We will also need 2 packages:
1. [PEFT](https://github.com/huggingface/peft) to use parameter-efficient finetuning.
2. [FSDP](https://pytorch.org/tutorials/intermediate/FSDP_adavnced_tutorial.html) which helps us parallelize the training over multiple GPUs. [More details](./LLM_finetuning_overview.md#2-full-partial-parameter-finetuning).
> [!NOTE]
> The llama-recipes package will install PyTorch 2.0.1 version. In case you want to use FSDP with PEFT for multi GPU finetuning, please install the PyTorch nightlies ([details](../../README.md#pytorch-nightlies))
>
> INT8 quantization is not currently supported in FSDP
## How to run it
Get access to a machine with multiple GPUs (in this case we tested with 4 A100 and A10s).
### With FSDP + PEFT
<details open>
<summary>Single-node Multi-GPU</summary>
torchrun --nnodes 1 --nproc_per_node 4 finetuning.py --enable_fsdp --model_name /path_of_model_folder/8B --use_peft --peft_method lora --output_dir Path/to/save/PEFT/model
</details>
<details>
<summary>Multi-node Multi-GPU</summary>
Here we use a slurm script to schedule a job with slurm over multiple nodes.
# Change the num nodes and GPU per nodes in the script before running.
sbatch ./multi_node.slurm
</details>
We use `torchrun` to spawn multiple processes for FSDP.

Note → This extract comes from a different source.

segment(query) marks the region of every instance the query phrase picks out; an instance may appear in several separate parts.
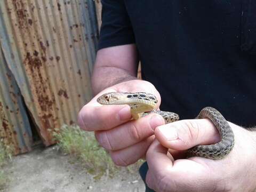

The args used in the command above are:
* `--enable_fsdp` boolean flag to enable FSDP in the script
* `--use_peft` boolean flag to enable PEFT methods in the script
* `--peft_method` to specify the PEFT method, here we use `lora` other options are `llama_adapter`, `prefix`.
### With only FSDP
If interested in running full parameter finetuning without making use of PEFT methods, please use the following command. Make sure to change the `nproc_per_node` to your available GPUs. This has been tested with `BF16` on 8xA100, 40GB GPUs.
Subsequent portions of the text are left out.